The assistance to buy property in these areas for permanent residents and improved access, as well as the small-scale improvements within the villages, are also most positive.
After 42 years of operation, our office, is seeing for the first time a noticeable interest by locals to establish their houses and to a lesser extent small-scale businesses in such locations.
A lot of work must still be done towards this end:
- Affordable and better internet is needed. To connect a home in the mountain villages to the internet costs around €40. In our opinion it should either be free, at least for students who live there.
- The various events that many villages would have have now been cancelled (along with the subsidies for them) which is a major minus for promotion and tourist visitors.
- Christmas decorations could be a major attraction if a similar atmosphere is created like in countries such as Austria and Germany.
- There is potential for the promotion of Cypriot culture. Greece has numerous cultural associations and clubs promoting local dances and other traditional event and activities. Such groups should be given generous subsidies to set up events and even small salaries for those actively involved. Such festivities should also have subsidised bus travel provided for visitors to come from towns to attend.

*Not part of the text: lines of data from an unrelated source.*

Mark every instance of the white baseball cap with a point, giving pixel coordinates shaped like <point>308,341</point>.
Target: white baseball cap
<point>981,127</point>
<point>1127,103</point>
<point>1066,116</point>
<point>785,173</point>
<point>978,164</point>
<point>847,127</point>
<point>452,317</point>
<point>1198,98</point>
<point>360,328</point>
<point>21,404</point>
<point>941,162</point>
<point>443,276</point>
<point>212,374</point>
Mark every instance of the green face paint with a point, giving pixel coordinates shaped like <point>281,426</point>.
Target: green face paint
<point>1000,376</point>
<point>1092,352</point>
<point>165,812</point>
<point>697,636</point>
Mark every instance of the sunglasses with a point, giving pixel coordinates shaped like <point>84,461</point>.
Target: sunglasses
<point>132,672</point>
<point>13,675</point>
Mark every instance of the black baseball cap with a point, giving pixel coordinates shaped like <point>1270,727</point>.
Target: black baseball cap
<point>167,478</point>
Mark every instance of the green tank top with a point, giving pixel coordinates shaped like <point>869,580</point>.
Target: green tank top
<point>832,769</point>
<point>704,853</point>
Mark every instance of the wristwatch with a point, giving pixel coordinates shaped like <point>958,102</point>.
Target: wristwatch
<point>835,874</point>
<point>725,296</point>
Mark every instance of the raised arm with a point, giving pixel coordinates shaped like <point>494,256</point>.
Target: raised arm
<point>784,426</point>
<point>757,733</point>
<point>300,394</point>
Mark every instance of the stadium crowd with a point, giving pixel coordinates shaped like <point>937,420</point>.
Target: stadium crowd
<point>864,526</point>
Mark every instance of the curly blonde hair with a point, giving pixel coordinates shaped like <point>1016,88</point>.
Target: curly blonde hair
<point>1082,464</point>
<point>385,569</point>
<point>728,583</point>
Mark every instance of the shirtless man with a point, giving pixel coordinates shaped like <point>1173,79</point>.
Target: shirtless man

- Forest fires are a major concern. It is not enough to be prepared to rush to put out a fire once it has started. Prevention is the best solution. For this we have suggested the employment of forest rangers.
- The ineptitude of local authorities is a problem. One example was the attempted yurt project in Platres. The ‘development’ began but was stopped after our efforts. Pine trees were cut down and rubbish and debris left behind. The local council told us the local environment would be restored, but a year-and-a-half later we have seen no progress.
The inefficiency of local councils and the central government results in all sorts of inaction.
- Heating is a major issue and though there are several subsidy schemes to help with the costs, this is not enough. We know of someone in Omodos who is paying €500 a month for heating. She is now leaving the place.
Permanent residents of the mountain areas are few in number and do not have the voting muscle to help improve the situation.
Antonis Loizou & Associates EPE – Real Estate Valuers, Estate Agents & Property Consultants, www.aloizou.com.cy, [email protected]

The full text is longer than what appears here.